Heparin resistance is defined as the need for more than 35 000 Units in 24 h to prolong the activated partial thromboplastin time (APTT) into the therapeutic range. In contrast, during cardiac bypass procedures, the definition of heparin resistance is based on the activated clotting time (ACT), with at least one ACT less than 400 s after heparinization and/or the need for exogenous antithrombin administration. Heparin therapy produces a decrease in circulating antithrombin that is independent of the initial dose, is detectable after 1 day, and peaks after 2–4 days.

In above case your salvage is in use of a direct antithrombin inhibitor like bivalirudin. An important advantage of using bivalirudin instead of heparin is that there is no need to monitor or supplement ATIII levels for therapeutic effect.

Saturday, April 3, 2010

Saturday April 3, 2010


Case: In ACLS, dose for Vasopressin is 40 units IV x1. In desperate situations how quickly you can repeat it?

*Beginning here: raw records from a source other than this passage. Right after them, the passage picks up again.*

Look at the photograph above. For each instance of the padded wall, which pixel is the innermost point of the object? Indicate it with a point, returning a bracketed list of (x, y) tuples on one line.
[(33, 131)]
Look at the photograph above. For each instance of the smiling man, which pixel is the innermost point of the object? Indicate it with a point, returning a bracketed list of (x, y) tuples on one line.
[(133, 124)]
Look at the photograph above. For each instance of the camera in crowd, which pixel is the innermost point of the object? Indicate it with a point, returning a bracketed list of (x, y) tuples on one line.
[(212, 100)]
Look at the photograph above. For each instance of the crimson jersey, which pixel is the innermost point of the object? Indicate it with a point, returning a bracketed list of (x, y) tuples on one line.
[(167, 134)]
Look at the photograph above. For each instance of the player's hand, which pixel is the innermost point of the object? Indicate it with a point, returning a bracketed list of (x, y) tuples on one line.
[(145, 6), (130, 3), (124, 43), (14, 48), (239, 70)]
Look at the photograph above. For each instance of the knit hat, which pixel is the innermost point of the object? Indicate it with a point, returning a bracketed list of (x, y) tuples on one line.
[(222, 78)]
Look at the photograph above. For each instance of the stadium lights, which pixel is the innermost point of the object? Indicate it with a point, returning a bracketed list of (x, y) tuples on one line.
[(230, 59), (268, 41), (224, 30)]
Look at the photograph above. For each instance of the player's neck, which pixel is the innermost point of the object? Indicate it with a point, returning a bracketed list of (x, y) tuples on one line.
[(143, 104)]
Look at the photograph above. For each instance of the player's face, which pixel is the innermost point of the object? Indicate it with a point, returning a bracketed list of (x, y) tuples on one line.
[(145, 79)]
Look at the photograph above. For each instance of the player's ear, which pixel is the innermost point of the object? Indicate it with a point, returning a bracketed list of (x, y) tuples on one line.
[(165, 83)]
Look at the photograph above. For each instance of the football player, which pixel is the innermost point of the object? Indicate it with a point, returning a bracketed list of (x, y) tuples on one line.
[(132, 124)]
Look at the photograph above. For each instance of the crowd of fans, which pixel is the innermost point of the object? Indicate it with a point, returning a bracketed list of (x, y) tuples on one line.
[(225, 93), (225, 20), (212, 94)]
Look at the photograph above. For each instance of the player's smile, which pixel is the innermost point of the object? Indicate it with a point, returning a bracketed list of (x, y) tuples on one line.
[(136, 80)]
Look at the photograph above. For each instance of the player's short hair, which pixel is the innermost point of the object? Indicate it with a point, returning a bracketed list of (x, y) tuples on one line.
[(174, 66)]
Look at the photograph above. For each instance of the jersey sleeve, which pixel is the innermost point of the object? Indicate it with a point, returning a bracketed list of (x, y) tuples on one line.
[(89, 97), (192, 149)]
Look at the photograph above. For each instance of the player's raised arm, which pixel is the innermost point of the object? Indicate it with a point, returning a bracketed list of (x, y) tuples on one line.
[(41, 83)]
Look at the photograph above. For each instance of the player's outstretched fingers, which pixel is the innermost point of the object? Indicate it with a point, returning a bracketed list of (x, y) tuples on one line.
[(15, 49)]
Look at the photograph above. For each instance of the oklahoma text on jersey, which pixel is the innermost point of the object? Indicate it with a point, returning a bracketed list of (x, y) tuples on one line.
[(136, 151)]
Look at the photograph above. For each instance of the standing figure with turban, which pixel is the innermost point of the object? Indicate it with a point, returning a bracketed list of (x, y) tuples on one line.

Answer: Though it is recommended every 20 minutes but in desperate situation you may use in 10 minutes.

Vasopressin is an adrenergic alternative to epinephrine, for promoting the return of spontaneous circulation after cardiac arrest. Vasopressin, a naturally occurring antidiuretic hormone, has powerful vasoconstrictor effects when used at doses much higher than normally found in the body. Its positive effects duplicate those of epinephrine, but with fewer or less-severe adverse effects. Vasopressin is administered intravenously as a one-time dose of 40 units. Compare its 10- to 20-minute half-life with the 3- to 5-minute half-life of epinephrine, and you'll see another reason why vasopressin is now finding favor in resuscitation efforts. However, if the patient doesn't respond to vasopressin, you can use epinephrine.


See this nice review:
VASOPRESSIN AND SHOCK (Dr. Paul Forrest)

Friday, April 2, 2010

Friday April 2, 2010

Case: 43 year old male with previous history of heart transplant found unresponsive and in asystole. Which regularly use 'code medicine' will not work on him?


Answer: Atropine

Patient has a transplanted heart and is denervated so atropine will not work. Immediate transcutaneous pacing (instead of atropine) should be placed.

Thursday, April 1, 2010

Thursday April 1, 2010
CXR diagnosis in Pulmonary Embolism
Looking for Westermark’s and Palla’s Signs together




Answer: Chest radiograph showing

Westermark’s sign - focal oligemia in the right lung (area between white arrowheads) and

Palla’s sign - a prominent right descending pulmonary artery (black arrow).

Westermark’s and Palla’s signs in combination are rare but, when seen, can help confirm diagnosis of pulmonary embolism.